Ethylene production was stimulated in the leaves of tobacco (Nicotiana tabacum L. cv. Ky 57) infected systemically with cucumber mosaic virus yellow strain (CMV-Y). A transient peak of ethylene production per fresh-weight base appeared 2 weeks after inoculation when the mosaic symptoms of green, yellow and white sectors covered about 40% or the leaf area. The increase in ethylene production was accompanied by the increase in 1-aminocyclopropane-1-carboxylate (ACC) content and activities of ACC synthase and ACC oxidase in systemically-infected leaves. Application of aminooxyacetic acid or 1,10-phenanthroline suppressed the multiplication of the virus and development of mosaic symptoms besides ethylene production, suggesting a causal relationship of the stimulated ethylene production in the symptoms development. A partial cDNA encoding a putative ethylene receptor was isolated by RT-PCR from virus-infected tobacco leaves. The abundance of mRNA corresponding to the cDNA increased during mosaic symptoms development in tobacco leaves after systemic infection with the virus.

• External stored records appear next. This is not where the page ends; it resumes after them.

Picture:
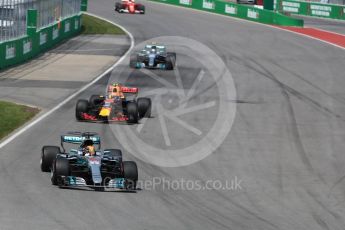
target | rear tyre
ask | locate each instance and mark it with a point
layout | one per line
(132, 112)
(170, 62)
(81, 107)
(48, 156)
(144, 107)
(133, 62)
(130, 170)
(60, 168)
(141, 8)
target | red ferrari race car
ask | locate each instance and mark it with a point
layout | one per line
(129, 6)
(114, 106)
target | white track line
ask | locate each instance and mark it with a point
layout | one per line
(45, 115)
(244, 20)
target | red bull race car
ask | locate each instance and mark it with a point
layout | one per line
(114, 107)
(129, 6)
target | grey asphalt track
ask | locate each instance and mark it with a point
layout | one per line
(286, 145)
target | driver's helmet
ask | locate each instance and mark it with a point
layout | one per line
(88, 147)
(117, 100)
(153, 49)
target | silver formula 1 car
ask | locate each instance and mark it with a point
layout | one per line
(88, 166)
(153, 57)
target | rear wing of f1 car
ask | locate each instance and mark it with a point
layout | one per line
(79, 138)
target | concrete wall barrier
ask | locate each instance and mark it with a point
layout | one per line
(239, 11)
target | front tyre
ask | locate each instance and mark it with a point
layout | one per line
(81, 107)
(60, 168)
(132, 112)
(130, 170)
(141, 8)
(144, 107)
(48, 156)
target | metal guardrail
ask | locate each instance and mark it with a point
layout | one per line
(13, 14)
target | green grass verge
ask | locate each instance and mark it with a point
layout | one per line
(93, 25)
(12, 116)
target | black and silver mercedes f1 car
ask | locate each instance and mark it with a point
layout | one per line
(88, 166)
(153, 57)
(129, 6)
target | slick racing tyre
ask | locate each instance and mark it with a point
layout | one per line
(170, 61)
(132, 112)
(133, 62)
(130, 170)
(60, 168)
(48, 156)
(81, 107)
(114, 153)
(141, 8)
(117, 6)
(95, 100)
(144, 107)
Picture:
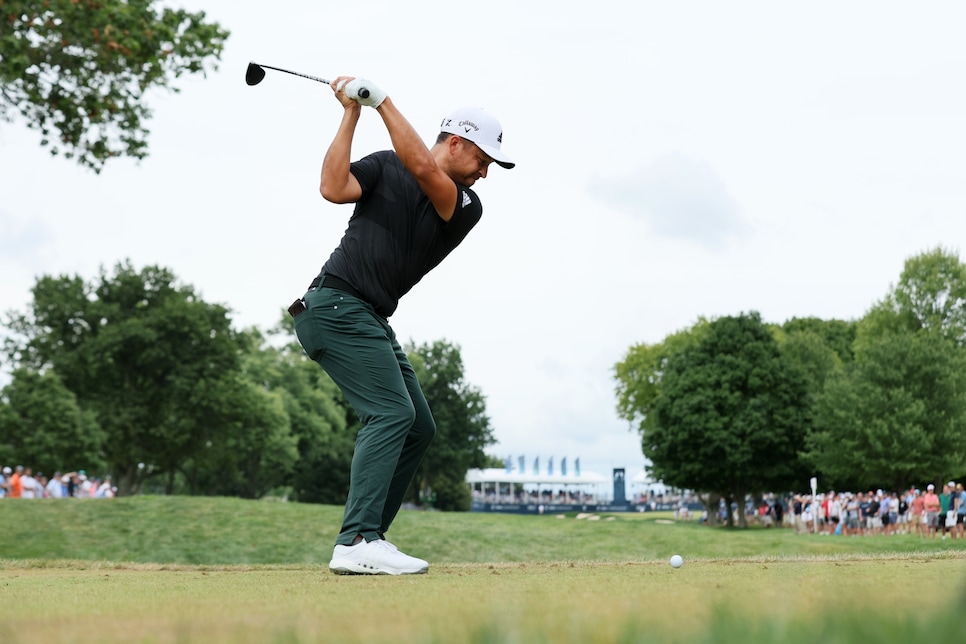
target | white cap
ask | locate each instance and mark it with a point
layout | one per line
(479, 126)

1,1-Dimethyl-4-(phenylsulfonyl)semicarbazide (DPSS) does not inhibit the in vitro activities of 1-aminocyclopropane-1-carboxylate (ACC) oxidase and ACC synthase obtained from senescing carnation (Dianthus caryophyllus L.) petals

The effects of 1,1-dimethyl-4-(phenylsulfonyl)semicarbazide (DPSS) on the in vitro activities of 1-aminocyclopropane-1-carboxylate (ACC) oxidase and ACC synthase isolated from senescing carnation petals were investigated. In contrast to a previous proposal, DPSS at 1 mM did not inhibit the in vitro activity of ACC oxidase. It was confirmed that DPSS does not inhibit ACC synthase activity. DPSS probably does not exert its inhibitory action on ethylene production by a direct action on ACC oxidase and ACC synthase, but by some unknown action.

Induction by ozone of ethylene production and an ACC oxidase cDNA in rice (Oryza sativa L.) leaves

Exposure to ozone at 1 µl l−1 for 6 h induced ethylene production in rice (Oryza sativa L. cv. Hitomebore) leaves. The stimulation of ethylene production was detectable 2 h after the start of the exposure to ozone, and lasted for 6 h after the exposure. A 429-bp cDNA fragment encoding ACC oxidase was obtained by RT-PCR from ozone-treated rice leaves. Its nucleotide sequence and deduced amino-acid sequence had 97.2% and 94.4% identity, respectively, to those of OS1A1COX, which was previously obtained from deepwater rice. The abundance of the cDNA increased in accordance with the induction of ethylene production by the exposure to ozone.

Action of 1,1-Dimethyl-4-(Phenylsulfonyl) Semicarbazide (DPSS), A New Antisenescence Preservative for Cut Carnation Flowers

Increasing flower’s longevity by blockage of the onset of senescence has economical importance. Currently, STS (silver thiosulfate complex anion), is being used as an anti-senescence preservative in the cut-flower industry. But, STS contains a heavy metal ion (Ag+) and has a potential environmental hazard. Therefore, it is desired to have alternatives to STS, which are safe for organisms and have a less risk for environmental pollution. DPSS is a novel preservative for cut carnation flowers, which were developed recently [1] and has just come to the market in Japan. Its activity to retard carnation flower senescence is compatible to or more than that of STS. DPSS is safe for organisms including mammals, because its oral and dermal administration causes no acute toxicity in mice and exerts no mutagenic effects by Ames test.